Em 2014, Cuba tinha uma penetração de Internet de 30%.[3] Em 2015, o governo Cubano abriu os primeiros hotspots wi-fi públicos, em 35 locais públicos. Eles também reduziram os preços, e aumentaram as velocidades de acesso à Internet nos cybercafés estatais.

Cerca de 30% da população (3 milhões de usuários, 79º no mundo) tinha acesso à Internet em 2012.[4] Conexões à Internet são através de satélite, levando o custo de acesso à Internet a ser alto.[5] O custo médio de uma hora de conexão em cybercafé é de cerca de US$1,50 para a rede nacional e US$4,50 para a rede internacional, enquanto o salário médio mensal é de apenas US$20.[5] Propriedade privada de um computador ou telefone celular requeria uma pemissão governamental difícil de obter, até 2008.[6] Devido à largura de banda limitada, autoridades dão preferência para uso a partir de locais onde o acesso à Internet é coletivo, como nos locais de trabalho, escolas e centros de pesquisa, onde muitas pessoas têm acesso aos mesmos computadores ou rede.[7]

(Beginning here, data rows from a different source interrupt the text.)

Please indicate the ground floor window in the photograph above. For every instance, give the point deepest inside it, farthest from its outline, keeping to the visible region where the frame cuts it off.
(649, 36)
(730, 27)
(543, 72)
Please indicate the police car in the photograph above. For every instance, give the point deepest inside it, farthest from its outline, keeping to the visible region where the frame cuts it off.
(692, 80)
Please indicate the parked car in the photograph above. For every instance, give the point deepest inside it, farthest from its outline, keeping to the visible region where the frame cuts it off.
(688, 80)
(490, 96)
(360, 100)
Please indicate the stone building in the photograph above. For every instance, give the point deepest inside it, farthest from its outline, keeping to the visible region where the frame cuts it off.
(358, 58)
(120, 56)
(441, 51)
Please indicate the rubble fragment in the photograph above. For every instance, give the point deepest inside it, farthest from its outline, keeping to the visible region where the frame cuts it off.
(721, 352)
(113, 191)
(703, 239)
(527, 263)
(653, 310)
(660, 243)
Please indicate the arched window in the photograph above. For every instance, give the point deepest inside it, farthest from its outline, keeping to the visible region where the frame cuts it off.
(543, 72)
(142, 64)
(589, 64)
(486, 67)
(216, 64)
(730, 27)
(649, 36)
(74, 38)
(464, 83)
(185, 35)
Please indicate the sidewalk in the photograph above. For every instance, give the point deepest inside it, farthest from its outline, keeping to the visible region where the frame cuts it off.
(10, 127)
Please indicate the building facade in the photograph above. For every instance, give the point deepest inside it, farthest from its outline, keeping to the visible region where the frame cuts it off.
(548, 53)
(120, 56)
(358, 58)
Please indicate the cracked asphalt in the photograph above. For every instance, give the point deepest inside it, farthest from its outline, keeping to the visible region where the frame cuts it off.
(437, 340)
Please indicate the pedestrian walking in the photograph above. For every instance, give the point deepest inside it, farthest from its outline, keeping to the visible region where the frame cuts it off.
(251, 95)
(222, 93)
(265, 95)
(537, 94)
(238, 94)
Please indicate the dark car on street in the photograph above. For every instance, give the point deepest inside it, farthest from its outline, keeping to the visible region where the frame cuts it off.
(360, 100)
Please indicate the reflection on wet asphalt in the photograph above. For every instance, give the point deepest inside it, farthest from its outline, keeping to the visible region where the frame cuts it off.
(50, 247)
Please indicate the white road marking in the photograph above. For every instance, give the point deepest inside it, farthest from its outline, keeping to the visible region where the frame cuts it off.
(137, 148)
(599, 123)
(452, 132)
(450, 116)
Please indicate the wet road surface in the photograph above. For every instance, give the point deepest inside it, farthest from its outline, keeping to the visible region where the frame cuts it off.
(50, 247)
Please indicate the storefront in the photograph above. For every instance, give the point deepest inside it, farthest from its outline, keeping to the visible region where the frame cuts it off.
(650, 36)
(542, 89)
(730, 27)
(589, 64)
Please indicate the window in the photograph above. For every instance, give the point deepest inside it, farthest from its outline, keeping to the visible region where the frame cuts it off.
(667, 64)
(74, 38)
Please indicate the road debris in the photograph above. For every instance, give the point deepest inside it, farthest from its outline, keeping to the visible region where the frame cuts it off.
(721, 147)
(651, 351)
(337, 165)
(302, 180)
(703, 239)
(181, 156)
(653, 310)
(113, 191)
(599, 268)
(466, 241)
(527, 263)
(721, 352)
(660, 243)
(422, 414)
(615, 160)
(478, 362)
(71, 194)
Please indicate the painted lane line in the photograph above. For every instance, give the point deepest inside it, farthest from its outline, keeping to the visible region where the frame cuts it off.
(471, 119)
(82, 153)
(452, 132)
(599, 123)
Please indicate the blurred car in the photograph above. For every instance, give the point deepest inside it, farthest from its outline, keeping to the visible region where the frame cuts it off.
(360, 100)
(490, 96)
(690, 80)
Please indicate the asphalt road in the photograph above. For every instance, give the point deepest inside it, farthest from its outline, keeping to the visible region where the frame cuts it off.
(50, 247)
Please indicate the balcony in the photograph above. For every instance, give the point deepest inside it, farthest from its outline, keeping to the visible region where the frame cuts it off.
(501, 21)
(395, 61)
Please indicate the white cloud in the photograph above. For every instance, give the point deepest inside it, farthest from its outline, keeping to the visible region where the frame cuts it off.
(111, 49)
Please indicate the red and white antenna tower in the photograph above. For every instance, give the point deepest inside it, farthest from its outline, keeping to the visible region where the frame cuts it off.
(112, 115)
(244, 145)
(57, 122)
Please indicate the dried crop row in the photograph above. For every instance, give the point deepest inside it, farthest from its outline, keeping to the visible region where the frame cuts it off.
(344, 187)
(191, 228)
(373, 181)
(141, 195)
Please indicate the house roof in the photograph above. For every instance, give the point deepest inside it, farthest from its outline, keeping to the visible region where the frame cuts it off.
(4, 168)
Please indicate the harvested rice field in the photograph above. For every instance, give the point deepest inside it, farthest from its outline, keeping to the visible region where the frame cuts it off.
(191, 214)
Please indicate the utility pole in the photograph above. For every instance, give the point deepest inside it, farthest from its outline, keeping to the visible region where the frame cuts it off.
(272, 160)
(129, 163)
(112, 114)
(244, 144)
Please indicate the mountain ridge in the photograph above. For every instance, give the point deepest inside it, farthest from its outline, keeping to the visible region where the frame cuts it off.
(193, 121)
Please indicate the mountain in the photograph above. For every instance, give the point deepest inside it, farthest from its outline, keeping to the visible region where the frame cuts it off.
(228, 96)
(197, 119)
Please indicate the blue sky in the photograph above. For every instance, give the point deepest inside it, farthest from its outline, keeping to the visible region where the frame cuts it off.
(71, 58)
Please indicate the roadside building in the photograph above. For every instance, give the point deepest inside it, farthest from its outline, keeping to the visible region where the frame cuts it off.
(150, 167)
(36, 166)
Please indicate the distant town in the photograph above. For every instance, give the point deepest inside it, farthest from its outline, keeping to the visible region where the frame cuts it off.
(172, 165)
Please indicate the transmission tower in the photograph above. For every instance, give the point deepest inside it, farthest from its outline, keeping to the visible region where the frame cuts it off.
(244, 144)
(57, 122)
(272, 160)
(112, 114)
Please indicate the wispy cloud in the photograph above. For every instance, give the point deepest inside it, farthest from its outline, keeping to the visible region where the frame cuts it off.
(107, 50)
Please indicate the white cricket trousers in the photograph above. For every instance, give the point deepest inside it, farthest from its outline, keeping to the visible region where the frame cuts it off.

A fim de contornar o controle governamental da Internet, os cidadãos têm desenvolvido inúmeras técnicas de evasão de censura internética. Além de ficar online através de cafeterias, os Cubanos também compram contas através do mercado negro. O mercado negro é composto de profissionais ou ex-funcionários do governo que tenham recebido autorização para ter acesso à Internet.[5] Estes indivíduos vendem ou alugam os seus nomes de usuário e senhas para os cidadãos que querem ter acesso.[8]

Novas conexões[editar | editar código-fonte]

A situação política em ambos Cuba e Estados Unidos, está mudando lentamente. Regulamentos dos EUA foram recentemente modificados para incentivar links de comunicação com Cuba.[9] Em 2009, o Presidente Obama anunciou que os Estados Unidos iriam permitir que empresas estadunidenses oferecessem serviços de Internet para Cuba, no entanto, o governo Cubano recusou a oferta e em vez disso, está trabalhando com o governo Venezuelano.[10]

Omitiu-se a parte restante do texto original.